In contrast, the domain specific methods are usually provided in the form of special purpose algorithms or specialised packages, usually called constraint solvers. Typical examples of constraint solvers are:
• a program that solves systems of linear equations
• a package for linear programming
• an implementation of the unification algorithm, a cornerstone of automated theorem proving.

This distinction between the general and domain specific methods is crucial and one needs to keep it in mind when studying constraint programming so that one does not apply general methods when efficient special purpose techniques are available. This distinction naturally calls for systems for constraint programming in which both the general and the domain specific methods are available. The former are usually present in the form of a built-in constraint propagation for a selected type of constraints and of specific constructs that support search, while the latter are often present in the form of various built-ins that allow one to call directly specific constraint solvers.

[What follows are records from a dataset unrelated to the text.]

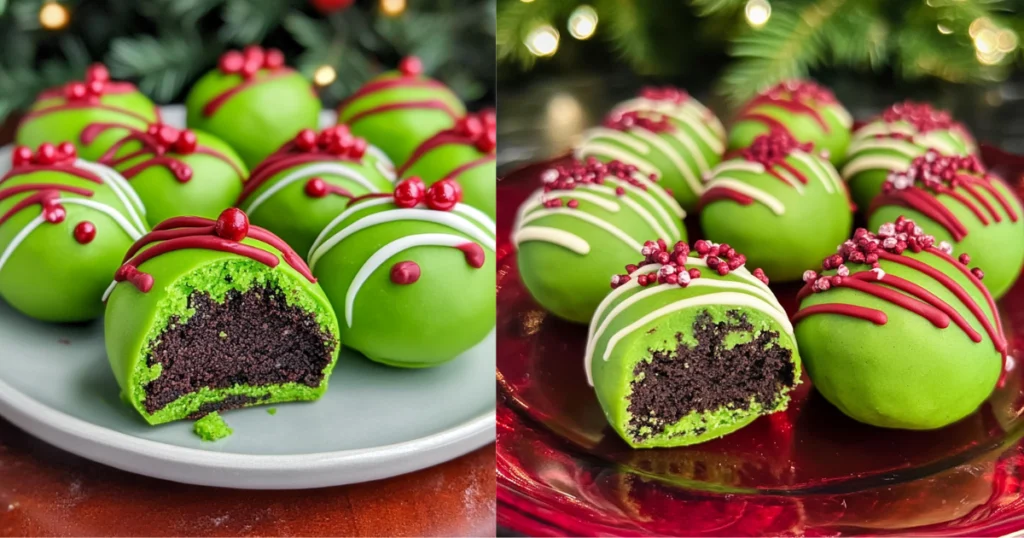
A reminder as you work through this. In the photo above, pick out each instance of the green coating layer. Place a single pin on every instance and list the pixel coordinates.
(478, 183)
(811, 226)
(570, 284)
(134, 322)
(873, 154)
(298, 217)
(449, 309)
(996, 248)
(803, 127)
(613, 377)
(67, 125)
(400, 131)
(212, 427)
(215, 185)
(259, 119)
(50, 276)
(907, 373)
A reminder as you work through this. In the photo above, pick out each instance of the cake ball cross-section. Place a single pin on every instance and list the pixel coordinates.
(667, 134)
(954, 200)
(411, 275)
(689, 346)
(65, 224)
(807, 111)
(897, 331)
(779, 204)
(206, 316)
(586, 222)
(297, 191)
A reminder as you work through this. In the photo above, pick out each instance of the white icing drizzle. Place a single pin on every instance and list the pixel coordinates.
(762, 196)
(339, 169)
(726, 298)
(561, 238)
(587, 217)
(392, 248)
(425, 215)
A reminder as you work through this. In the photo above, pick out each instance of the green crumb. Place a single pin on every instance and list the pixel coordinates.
(212, 427)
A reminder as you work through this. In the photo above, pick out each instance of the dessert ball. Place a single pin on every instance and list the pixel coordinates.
(890, 141)
(206, 316)
(175, 172)
(952, 199)
(781, 205)
(399, 110)
(465, 154)
(296, 192)
(62, 114)
(588, 219)
(667, 134)
(897, 331)
(65, 224)
(411, 275)
(689, 346)
(809, 112)
(253, 101)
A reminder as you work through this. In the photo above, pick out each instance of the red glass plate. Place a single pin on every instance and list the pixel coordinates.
(561, 470)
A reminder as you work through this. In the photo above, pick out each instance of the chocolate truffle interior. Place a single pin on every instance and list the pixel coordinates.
(253, 338)
(708, 376)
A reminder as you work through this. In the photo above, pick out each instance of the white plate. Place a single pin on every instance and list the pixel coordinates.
(374, 422)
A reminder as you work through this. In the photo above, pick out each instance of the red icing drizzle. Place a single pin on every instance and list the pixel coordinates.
(223, 235)
(157, 141)
(404, 273)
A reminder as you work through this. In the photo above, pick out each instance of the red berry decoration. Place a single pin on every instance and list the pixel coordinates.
(232, 224)
(85, 232)
(443, 195)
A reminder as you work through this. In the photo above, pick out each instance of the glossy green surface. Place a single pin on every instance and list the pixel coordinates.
(812, 225)
(259, 119)
(613, 377)
(478, 183)
(399, 131)
(997, 248)
(297, 217)
(134, 321)
(67, 125)
(50, 276)
(214, 187)
(907, 373)
(449, 309)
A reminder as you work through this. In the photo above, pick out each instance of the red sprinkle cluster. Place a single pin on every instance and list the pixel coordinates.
(96, 79)
(721, 258)
(933, 171)
(668, 93)
(921, 115)
(249, 60)
(649, 121)
(46, 155)
(442, 196)
(773, 147)
(801, 90)
(164, 138)
(480, 128)
(337, 140)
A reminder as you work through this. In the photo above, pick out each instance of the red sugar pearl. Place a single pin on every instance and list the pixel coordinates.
(232, 224)
(85, 232)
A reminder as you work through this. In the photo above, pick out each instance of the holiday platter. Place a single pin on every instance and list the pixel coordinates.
(774, 365)
(237, 295)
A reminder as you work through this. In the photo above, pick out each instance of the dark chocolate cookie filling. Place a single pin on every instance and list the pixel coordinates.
(253, 338)
(708, 376)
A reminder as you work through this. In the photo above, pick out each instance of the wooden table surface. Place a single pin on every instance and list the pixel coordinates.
(47, 492)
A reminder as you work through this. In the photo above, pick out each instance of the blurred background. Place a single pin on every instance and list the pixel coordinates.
(165, 45)
(562, 64)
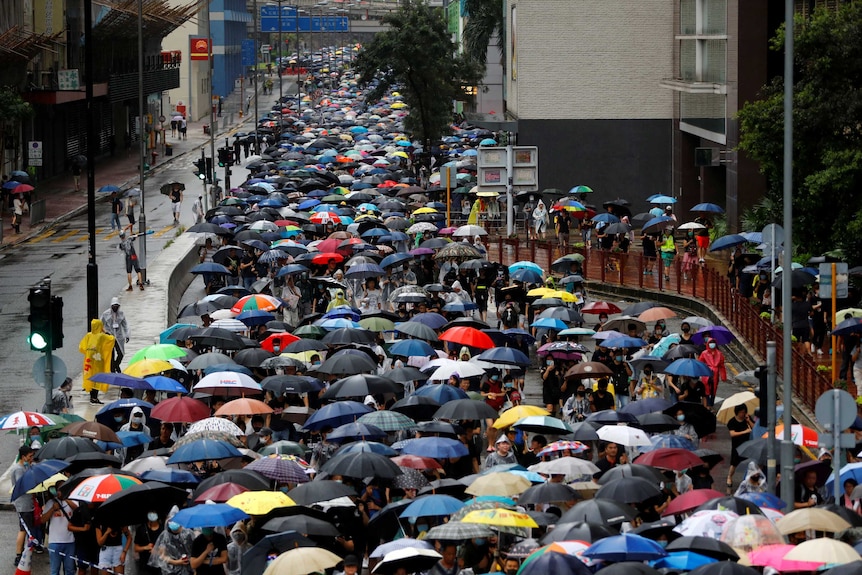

Problems that can be solved in a natural way by means of constraint programming are usually those for which efficient algorithms are lacking (for example computationally intractable problems) or for which formalization in terms of laws (for example electrical engineering problems) leads to a more flexible style of programming in which the dependencies between the relevant variables can be expressed in the most general form.

In fact, many computational problems are not precisely defined or their precise specification may depend on such factors as the time limit required for the generation of a solution. When solving such problems one usually needs to proceed by several iterations. Modelling these problems by means of constraints can be often beneficial. Indeed, the appropriate modification of the program can then be often taken care of by modification of some constraints or by altering an appropriate fixed program component, for example the one that defines the adopted search method.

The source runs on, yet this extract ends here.